Павел застал ее за книжкой: вернувшись со службы, она забиралась с ногами на диван и целыми вечерами читала. После лагеря Павел относился к ней, как к младшей сестре.
— Что читаешь? — спросил он, подсаживаясь на диван.
— Соловьева, Историю Государства Российского.
— Ого! — удивился Павел. — И тебе не скучно?
— Конечно, не скучно, — обиделась Леночка.
— Молодец. Слышала, что Евгений женится?
Глаза Леночки расширились от любопытства:
— На ком?
— Какая-то Валя Печкина. Евгеньева няня недовольна…
Любопытство сменилось на лице Леночки растерянностью и удивлением.
— Не
— А ты о ней что-нибудь слышала?
— Слышала, — ответила попрежнему растерянно Леночка.
— А ну-ка рассказывай!
— Я тебе расскажу всё, только ты дальше никому не передавай.
Леночка уставилась на Павла испуганными глазами.
— Не бойся.

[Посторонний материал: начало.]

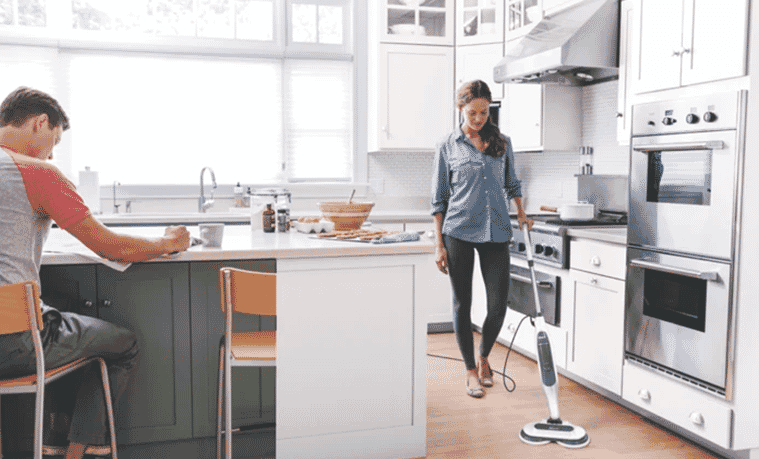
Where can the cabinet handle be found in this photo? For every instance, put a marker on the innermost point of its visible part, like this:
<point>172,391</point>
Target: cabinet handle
<point>696,418</point>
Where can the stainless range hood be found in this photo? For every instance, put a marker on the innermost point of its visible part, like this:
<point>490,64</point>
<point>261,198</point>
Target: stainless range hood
<point>576,47</point>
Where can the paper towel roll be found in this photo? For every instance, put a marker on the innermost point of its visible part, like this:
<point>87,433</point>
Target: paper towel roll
<point>89,189</point>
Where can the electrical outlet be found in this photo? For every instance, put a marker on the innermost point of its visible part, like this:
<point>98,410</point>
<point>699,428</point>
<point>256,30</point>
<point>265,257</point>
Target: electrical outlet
<point>378,185</point>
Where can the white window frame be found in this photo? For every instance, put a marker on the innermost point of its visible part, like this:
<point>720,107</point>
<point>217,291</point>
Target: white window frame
<point>57,35</point>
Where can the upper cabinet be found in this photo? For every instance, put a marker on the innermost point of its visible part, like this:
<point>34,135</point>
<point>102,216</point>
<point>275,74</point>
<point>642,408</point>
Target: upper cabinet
<point>415,98</point>
<point>709,43</point>
<point>476,63</point>
<point>521,16</point>
<point>417,21</point>
<point>479,21</point>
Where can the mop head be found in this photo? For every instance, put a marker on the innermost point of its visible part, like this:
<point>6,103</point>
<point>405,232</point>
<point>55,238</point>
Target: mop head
<point>561,432</point>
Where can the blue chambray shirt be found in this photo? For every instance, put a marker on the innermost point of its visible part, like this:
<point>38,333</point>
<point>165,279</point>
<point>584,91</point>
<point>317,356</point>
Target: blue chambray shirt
<point>473,190</point>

Я ведь спрашиваю не из любопытства, сама понимаешь…
— Конечно, понимаю. Видишь ли, за ней ухаживал Алеша — еще тогда… Она настоящая активистка, а главное… — Леночка замялась, — мы еще тогда думали, не она ли и посадила наших… Алеша сам виноват — поухаживал и бросил, а она прилипла и как-то нехорошо… — Лицо Леночки стало детски несчастным. — Я ничего определенного сказать не могу, но, знаешь, я вас всех люблю и за вас всегда беспокоюсь, — чувствую, что Валя человек опасный.
Павел задумался: по собственной матери он знал, насколько чуткими бывают любящие женщины. Конечно, у Леночки нет ни ума, ни жизненного опыта Веры Николаевны, но она действительно любит братьев, а особенно Алешу, и интуиция ее совпадает с интуицией умной няни.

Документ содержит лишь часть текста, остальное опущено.